App Engine Standard vs Flexible: Prefab vs Custom Kitchen

Choosing between App Engine Standard and Flexible is like deciding between a prefabricated kitchen and a custom-built one. In a prefab kitchen (Standard), the manufacturer provides a fixed set of cabinets, countertops, and appliances. You can choose colors and finishes within a catalog, but you cannot change the layout or install a commercial-grade range. The kitchen is fully assembled and ready to use immediately. It runs efficiently because everything is optimized for the standard design. However, if you need a six-burner stove or a walk-in pantry, you are out of luck. In a custom kitchen (Flexible), you hire a contractor who builds everything to your exact specifications. You can choose any appliance, any countertop material, and any layout. The downside is that the build takes longer, you must manage the contractor, and the kitchen may require more maintenance. In Google Cloud terms, App Engine Standard runs your code in a sandboxed runtime with strict limitations on libraries, background processes, and file system access. It auto-scales to zero and is billed per instance hour only when serving. App Engine Flexible runs your code in Docker containers on Compute Engine VMs, giving you full control over the environment, including SSH access, any runtime, and background processes. However, it cannot scale to zero (minimum 1 instance) and costs more because you pay for the underlying VM even when idle. The exam tests your ability to match application requirements to the correct environment: Standard for low-cost, auto-scaling, simple apps; Flexible for custom runtimes, GPU access, or apps needing background threads.

How It Actually Works

What is App Engine?

App Engine is Google Cloud's fully managed platform-as-a-service (PaaS) that automatically scales your web applications. It abstracts away infrastructure management, including servers, networking, and load balancing. You write code, upload it, and App Engine handles the rest. App Engine offers two environments: Standard and Flexible. The choice between them determines the runtime, scaling, networking, and pricing.

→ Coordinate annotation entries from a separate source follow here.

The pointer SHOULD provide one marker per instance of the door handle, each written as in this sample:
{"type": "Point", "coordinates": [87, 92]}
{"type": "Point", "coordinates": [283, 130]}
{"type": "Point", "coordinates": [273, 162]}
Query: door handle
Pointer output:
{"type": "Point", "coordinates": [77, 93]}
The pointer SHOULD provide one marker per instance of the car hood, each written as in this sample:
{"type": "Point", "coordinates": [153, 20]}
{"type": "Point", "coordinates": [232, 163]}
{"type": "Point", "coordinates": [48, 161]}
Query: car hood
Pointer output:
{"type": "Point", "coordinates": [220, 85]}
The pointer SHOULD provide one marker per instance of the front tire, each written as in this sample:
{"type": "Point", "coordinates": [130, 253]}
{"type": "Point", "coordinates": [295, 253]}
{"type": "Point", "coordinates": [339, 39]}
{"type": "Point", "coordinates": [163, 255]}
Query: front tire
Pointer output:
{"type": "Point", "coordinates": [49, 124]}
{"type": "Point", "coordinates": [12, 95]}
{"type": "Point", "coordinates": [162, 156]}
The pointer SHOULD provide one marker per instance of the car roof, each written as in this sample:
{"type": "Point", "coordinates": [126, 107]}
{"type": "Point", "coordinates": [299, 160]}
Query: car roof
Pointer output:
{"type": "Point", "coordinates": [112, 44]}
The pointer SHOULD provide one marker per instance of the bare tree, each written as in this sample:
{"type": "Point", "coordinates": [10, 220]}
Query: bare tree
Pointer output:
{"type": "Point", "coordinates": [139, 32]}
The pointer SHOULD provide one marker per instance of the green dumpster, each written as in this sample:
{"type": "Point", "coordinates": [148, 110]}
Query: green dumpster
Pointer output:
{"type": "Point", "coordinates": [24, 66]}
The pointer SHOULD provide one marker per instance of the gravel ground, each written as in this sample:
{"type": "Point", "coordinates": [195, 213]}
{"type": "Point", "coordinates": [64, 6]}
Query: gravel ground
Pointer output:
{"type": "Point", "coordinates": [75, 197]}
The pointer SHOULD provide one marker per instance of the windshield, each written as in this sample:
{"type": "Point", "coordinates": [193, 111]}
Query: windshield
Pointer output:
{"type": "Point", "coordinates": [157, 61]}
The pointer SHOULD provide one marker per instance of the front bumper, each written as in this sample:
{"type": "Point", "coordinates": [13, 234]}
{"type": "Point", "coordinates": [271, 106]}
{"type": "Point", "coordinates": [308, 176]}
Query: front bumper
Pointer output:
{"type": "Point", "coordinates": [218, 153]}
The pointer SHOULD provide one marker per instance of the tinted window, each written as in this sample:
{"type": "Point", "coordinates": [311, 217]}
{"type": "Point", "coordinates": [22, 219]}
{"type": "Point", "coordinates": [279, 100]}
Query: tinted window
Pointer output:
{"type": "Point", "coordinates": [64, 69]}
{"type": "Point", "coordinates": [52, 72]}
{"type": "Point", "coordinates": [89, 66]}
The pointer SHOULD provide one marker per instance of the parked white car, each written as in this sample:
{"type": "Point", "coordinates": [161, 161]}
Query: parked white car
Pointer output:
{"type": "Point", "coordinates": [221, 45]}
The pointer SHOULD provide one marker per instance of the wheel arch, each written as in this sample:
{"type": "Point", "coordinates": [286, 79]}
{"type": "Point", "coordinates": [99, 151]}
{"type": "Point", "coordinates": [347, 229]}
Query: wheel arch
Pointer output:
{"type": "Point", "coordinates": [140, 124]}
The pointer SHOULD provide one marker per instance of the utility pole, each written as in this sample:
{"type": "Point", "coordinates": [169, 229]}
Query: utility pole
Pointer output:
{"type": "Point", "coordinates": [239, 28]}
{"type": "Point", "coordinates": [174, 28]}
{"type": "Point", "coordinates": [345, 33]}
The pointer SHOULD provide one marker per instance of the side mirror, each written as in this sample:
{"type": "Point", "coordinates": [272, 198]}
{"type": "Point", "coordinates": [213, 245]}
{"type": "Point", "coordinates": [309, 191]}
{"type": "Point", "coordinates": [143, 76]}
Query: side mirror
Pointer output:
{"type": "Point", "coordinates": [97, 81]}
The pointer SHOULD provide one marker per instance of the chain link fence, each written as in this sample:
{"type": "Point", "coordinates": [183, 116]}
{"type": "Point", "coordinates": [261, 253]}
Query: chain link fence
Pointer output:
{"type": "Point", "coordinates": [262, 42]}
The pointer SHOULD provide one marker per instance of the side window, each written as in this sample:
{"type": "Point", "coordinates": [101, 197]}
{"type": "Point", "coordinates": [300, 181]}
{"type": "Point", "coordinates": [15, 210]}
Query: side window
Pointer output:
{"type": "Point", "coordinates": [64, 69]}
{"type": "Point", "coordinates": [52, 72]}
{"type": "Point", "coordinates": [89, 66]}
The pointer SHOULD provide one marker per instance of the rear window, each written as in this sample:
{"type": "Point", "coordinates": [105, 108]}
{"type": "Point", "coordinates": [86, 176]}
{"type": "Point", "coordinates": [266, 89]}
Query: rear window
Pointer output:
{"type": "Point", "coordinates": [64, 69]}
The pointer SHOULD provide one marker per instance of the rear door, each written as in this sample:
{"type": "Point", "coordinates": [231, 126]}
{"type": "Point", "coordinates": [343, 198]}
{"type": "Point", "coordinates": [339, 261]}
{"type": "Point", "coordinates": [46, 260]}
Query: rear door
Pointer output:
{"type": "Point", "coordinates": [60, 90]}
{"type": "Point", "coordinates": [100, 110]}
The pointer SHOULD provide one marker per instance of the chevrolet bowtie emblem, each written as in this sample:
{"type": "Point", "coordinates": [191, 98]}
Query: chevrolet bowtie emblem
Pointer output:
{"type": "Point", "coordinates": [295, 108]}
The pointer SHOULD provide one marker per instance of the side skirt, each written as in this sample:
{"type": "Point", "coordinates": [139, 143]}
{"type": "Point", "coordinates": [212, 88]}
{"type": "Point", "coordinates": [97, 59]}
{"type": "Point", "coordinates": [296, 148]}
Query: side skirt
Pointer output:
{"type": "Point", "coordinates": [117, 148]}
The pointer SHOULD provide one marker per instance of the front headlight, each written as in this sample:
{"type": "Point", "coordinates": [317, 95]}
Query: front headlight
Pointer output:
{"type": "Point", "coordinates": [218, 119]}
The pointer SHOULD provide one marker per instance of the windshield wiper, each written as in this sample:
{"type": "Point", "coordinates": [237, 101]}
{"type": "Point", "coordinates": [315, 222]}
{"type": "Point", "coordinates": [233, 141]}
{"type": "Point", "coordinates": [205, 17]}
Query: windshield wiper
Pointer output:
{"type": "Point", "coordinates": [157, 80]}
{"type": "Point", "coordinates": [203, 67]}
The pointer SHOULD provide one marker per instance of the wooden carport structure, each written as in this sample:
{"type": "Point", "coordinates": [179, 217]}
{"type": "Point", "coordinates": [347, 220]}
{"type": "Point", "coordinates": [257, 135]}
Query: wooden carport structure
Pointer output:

App Engine Standard Environment

The Standard environment is a sandboxed, restricted runtime designed for high-performance, auto-scaling applications. It supports specific language runtimes: Python 2.7, Python 3.7+, Java 8/11/17, Node.js 10+, PHP 5.5/7+, Ruby 2.5+, Go 1.11+, and .NET (experimental). Each runtime has predefined versions and libraries. You cannot install arbitrary third-party software or use native code extensions (e.g., C extensions for Python).

Key characteristics: - Scaling: Automatic, can scale to zero instances when no traffic. You configure min/max instances, but idle instances can be zero. No manual scaling. - Billing: Pay only for instance hours when serving requests. No cost when scaled to zero. - Instance types: Predefined tiers (e.g., F1, F2, F4, F4_1G) with fixed CPU/memory. F1 is the smallest (600 MHz, 256 MB RAM). - Networking: No direct outbound connections to VPC networks by default. You must use Serverless VPC Access for private networking. Inbound traffic is through HTTP/HTTPS only; no TCP/UDP sockets. - Background processes: Not allowed. The runtime terminates any threads after the request completes. Cron jobs and task queues are the only supported async mechanisms. - File system: Read-only except for /tmp directory. Writes to /tmp are ephemeral (lost on instance restart). - Session state: Must be stored externally (e.g., Cloud Datastore, Redis) because instances are ephemeral. - Startup time: Very fast (sub-second) because instances are pre-warmed and sandboxed. - Deployment: Deploy via gcloud app deploy. Code is uploaded as a .zip or directory. No Dockerfile required.

App Engine Flexible Environment

The Flexible environment runs your application in Docker containers on Compute Engine VMs. It provides more flexibility at the cost of some automation. It supports any runtime that can run in a Docker container. Google provides base images for Python, Java, Node.js, Go, Ruby, PHP, .NET, and custom runtimes. You can also bring your own container.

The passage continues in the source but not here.